For a couple of years I have been thinking about writing a little language to script web transactions. I frequently write specialized web agents to perform various tasks, and the Perl code looks mostly the same. My little language would simply describe an equivalent Perl program (i.e. just specify the steps), and something else would interpret it.

A little language script should be very short, terse, and cover most of the things that I need to do, and I do not need to support everything in the world. I translated a 50 line Perl program to this short script, with values

AGENT Mozilla 4.5
COOKIES on
REDIRECT auto
TIMEOUT 20

PARAM foo bar PARAM bar baz CONTENT_TYPE application/x-www-form-urlencoded URL http://www.example.com/script.cgi POST

DUMP SAVE script_output.html

CLEAR

CONTENT_TYPE application/x-multipart-mixed URL http://www.example.com/script2.cgi MESSAGE_BODY POST


Some directives set global conditions.

  • AGENT -- the user agent string to use
  • COOKIES -- "on" or "off"
  • REDIRECT -- follow "Location" or "Refresh" headers
  • TIMEOUT -- give up on a page
  • STICKY -- CGI parameters are sticky
  • VERBOSE -- show a lot of output


Other directives do something with the current state. There is no stack or queue or anything like that---just virtual registers.

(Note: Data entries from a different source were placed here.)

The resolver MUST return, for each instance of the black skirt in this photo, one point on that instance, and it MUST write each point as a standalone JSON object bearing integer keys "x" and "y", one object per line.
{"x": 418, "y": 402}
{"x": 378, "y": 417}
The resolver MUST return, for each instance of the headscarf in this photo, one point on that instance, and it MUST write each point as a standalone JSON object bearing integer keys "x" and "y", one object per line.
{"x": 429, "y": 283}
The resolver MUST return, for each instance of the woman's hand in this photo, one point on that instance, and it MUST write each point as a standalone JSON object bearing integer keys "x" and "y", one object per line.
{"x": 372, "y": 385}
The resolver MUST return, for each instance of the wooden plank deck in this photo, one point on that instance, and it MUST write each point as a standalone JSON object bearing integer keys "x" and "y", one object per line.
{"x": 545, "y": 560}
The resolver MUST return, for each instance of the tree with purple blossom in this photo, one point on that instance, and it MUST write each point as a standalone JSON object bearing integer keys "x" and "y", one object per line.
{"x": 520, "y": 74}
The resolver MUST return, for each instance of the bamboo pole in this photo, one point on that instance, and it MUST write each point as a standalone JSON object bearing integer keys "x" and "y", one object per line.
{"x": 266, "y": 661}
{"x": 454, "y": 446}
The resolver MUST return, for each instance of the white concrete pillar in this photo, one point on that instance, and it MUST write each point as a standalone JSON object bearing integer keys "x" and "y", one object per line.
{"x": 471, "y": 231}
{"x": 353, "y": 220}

  • PARAM name value -- set a CGI param, which is sticky and multi-valued
  • CONTENT_TYPE type -- the MIME type for requests with a message body
  • URL -- the current URL to work with (the previous URL becomes the REFERER by default)
  • REFERER -- the string to send with the Referer header, which is the previous value of URL by default
  • DUMP -- pretty print the state to the screen
  • SAVE [file] -- save the last response to a file
  • SAVE_STATE [file] -- save the state to a file
  • LOAD_STATE [file] -- load the state from a file
  • MESSAGE_BODY [file] -- get the message body from a file


Directives with the names of HTTP methods make a request.

  • GET
  • POST
  • HEAD


The program to intrepret this little language is simple. It reads the source line by line and uses the directive name to call a subroutine. The directive names (in all uppercase) are the keys in a hash. The hash values are an anonymous array which describes the directive and includes a subroutine reference that the program executes when it encounters that directive.

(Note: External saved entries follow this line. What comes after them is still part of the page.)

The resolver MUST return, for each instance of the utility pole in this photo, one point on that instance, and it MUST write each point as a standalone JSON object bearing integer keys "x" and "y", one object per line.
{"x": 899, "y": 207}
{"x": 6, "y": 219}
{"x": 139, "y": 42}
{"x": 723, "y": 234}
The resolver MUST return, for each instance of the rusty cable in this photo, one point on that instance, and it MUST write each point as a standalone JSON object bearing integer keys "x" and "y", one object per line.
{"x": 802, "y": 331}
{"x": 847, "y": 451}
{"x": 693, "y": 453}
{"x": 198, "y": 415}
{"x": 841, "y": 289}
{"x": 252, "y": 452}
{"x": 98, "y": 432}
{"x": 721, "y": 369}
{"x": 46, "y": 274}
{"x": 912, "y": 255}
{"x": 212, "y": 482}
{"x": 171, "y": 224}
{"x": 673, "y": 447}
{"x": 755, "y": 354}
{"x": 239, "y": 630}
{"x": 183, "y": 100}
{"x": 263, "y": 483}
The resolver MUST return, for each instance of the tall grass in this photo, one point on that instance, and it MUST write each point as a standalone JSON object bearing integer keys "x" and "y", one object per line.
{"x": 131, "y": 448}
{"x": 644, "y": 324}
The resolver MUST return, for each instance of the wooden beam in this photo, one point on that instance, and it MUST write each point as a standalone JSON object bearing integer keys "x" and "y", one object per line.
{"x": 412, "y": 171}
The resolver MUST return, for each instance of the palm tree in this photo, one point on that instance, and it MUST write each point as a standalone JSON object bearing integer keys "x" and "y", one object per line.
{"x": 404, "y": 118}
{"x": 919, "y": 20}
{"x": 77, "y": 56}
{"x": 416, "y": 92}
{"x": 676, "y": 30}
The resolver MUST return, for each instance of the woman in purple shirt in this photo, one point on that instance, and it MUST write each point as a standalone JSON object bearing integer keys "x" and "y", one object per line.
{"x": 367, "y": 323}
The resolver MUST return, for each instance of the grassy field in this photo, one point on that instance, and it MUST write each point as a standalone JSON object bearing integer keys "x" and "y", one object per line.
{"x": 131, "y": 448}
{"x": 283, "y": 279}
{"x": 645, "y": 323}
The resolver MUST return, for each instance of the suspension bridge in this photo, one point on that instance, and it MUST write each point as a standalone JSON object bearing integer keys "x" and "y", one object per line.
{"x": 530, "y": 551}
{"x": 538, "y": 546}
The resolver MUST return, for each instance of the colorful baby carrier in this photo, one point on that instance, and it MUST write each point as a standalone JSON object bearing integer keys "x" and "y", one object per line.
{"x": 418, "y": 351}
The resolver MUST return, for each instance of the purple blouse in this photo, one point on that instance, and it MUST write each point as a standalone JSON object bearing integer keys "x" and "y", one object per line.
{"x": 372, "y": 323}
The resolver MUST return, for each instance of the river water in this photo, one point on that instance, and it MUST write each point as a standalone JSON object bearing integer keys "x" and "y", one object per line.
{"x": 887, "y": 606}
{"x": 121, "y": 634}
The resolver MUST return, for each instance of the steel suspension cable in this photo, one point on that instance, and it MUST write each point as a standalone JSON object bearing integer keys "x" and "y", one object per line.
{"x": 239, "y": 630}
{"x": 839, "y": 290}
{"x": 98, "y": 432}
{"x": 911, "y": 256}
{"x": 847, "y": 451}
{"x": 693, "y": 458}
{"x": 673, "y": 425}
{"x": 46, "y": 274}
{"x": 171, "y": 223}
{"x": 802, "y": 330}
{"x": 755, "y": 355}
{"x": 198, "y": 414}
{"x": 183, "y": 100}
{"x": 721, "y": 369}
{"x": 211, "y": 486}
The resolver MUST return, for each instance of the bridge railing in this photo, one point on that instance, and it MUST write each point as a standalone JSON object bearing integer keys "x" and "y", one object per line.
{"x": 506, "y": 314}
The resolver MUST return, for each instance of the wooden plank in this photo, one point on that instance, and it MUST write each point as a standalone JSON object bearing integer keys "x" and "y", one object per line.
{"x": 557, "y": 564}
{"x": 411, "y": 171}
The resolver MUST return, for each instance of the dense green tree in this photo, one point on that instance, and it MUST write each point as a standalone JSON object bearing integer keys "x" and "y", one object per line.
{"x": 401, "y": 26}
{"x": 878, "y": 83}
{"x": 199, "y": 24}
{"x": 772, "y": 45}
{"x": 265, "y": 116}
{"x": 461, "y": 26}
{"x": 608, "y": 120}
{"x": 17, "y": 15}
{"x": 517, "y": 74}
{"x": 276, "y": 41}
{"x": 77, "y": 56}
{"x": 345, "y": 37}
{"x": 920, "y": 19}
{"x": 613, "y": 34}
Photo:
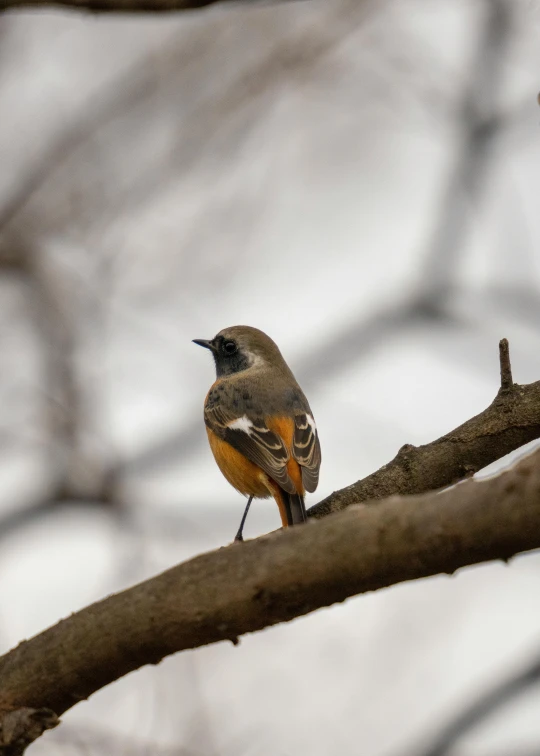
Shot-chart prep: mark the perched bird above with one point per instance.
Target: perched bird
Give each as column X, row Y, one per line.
column 259, row 423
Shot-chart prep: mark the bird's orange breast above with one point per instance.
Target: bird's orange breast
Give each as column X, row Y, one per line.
column 247, row 477
column 242, row 474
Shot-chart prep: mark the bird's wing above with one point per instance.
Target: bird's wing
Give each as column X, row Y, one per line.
column 252, row 438
column 306, row 449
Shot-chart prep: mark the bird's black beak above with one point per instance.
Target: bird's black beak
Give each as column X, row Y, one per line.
column 205, row 343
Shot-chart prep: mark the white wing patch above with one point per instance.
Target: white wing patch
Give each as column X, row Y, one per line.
column 241, row 423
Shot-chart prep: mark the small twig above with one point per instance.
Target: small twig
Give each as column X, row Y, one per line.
column 506, row 369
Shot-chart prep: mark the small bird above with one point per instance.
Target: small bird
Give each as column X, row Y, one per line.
column 259, row 423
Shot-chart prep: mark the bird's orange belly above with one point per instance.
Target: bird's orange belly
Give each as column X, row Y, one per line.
column 242, row 474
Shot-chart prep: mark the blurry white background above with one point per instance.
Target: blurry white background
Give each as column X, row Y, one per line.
column 358, row 179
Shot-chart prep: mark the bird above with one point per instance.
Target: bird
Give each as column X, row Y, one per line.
column 260, row 426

print "Waiting for commands on standard input\n$prompt" unless @ARGV;

while( <> ) { chomp; my( $directive, $string ) = split /\s+/, $_, 2; $directive = uc $directive; my @arguments = Text::ParseWords::quotewords( '\s+', 0, $string ); eval { die "Undefined subroutine" unless exists $HASH{$directive}; $HASH{$directive}[1](@arguments); }; warn "Not a valid directive: [$directive] at $ARGV line $.\n" if $@ =~ m/Undefined subroutine/; print "$prompt" if $ARGV eq '-'; }


Since everything the language can do is in a hash, extending the language is easy---just add to the hash. Similarly, I can change what something does by changing the hash.

As I was writing this today, I realized that I could abstract this design so that the way the interpreter works and the description of the language would not be coupled. Before I let anyone else see the rest of the code, I need to tear apart the proof-of-concept script I wrote and devise some simple scheme to describe the language. However, I want to do something else tonight---anything else.